Floods will fall into one of these three categories:
- Clean water, such as from leaky pipes or rain. You can generally clean this up yourself. If you bring in a professional company, you’re looking at around $3.75/sq foot
- Gray water, like from dishwashers, washing machines, and clean toilet water. With the right safety equipment, you may be able to do this yourself, otherwise figure about $4.50/sq foot for professional clean up
- Black Water, from sewage or flooding from rivers and lakes. Unless you’re experienced, you risk too many health and safety issues to do it yourself. Call the pros, but it’s not going to be cheap; figure around $7/sq foot
Of all of them, black water is the most hazardous due to the bacteria and other “inhabitants” in the water.
Next, make sure it’s safe to enter. Sagging ceilings are a good indicator of structural damage, so either get your home inspected, or make sure you take extra precautions going in, such as:
- Sturdy shoes
- Head protection
- N95 mask to prevent breathing mold spores
- For black water floods, make sure you have no open wounds or sores that could become infected
Next, it’s time to contact your insurance agent and do a damage assessment. Begin the repairs as quickly as you can since many materials can start developing problems (such as mold) after about 24 hours.
- Removing the standing water
- If you can, isolate furniture, rugs, and small items to either dry out or minimize further damage (though that may not be possible)

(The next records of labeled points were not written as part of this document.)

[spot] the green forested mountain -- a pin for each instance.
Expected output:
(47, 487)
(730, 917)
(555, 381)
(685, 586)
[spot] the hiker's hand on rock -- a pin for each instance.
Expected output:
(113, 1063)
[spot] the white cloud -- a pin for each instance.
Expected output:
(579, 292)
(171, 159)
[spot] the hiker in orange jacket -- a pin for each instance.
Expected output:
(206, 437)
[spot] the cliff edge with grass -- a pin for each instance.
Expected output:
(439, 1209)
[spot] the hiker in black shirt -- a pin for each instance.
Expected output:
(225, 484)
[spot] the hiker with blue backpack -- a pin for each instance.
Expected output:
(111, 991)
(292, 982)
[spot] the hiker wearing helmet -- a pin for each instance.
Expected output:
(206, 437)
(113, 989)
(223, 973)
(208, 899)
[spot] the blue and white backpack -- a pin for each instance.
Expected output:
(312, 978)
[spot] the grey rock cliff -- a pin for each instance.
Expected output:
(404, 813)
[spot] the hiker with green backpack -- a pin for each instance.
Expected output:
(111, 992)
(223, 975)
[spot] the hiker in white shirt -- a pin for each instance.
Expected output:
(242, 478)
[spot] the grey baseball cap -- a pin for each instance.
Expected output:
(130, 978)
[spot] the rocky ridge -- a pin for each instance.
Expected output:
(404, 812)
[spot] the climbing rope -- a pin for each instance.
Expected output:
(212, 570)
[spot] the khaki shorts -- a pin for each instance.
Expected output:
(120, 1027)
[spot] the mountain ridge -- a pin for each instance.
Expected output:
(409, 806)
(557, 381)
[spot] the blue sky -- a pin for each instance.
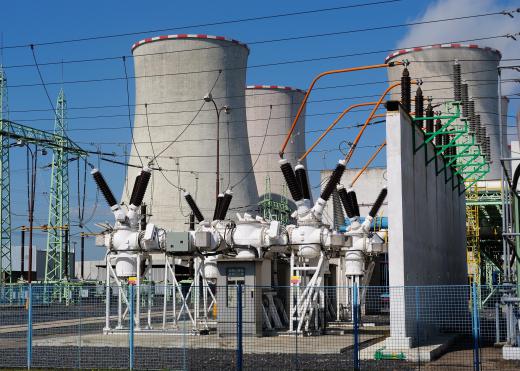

- Focus on the roof and ceilings first because gravity isn’t your friend here. Shore up the ceiling for safety
- Next, make sure the floors can support the weight
- Before you start actual repairs, consider disinfecting surfaces to help control potential mold and mold spores
- You’ll likely need to toss porous items like carpets, insulation, and fabric items. These things mildew fast, so if your try to save them, understand that may not be possible
- Consider renting a large dehumidifier. At the least, open windows and doors and run fans
Of course, the best way to save money on clean up is not to have a flood in the first place. Ensuring any internal sources of water are in good repair and that you’ve minimized external factors as much as possible are the best things you can do to prevent problems.
And, in the event that your best preventative efforts aren’t enough, having adequate homeowner and flood insurance can help make you whole again.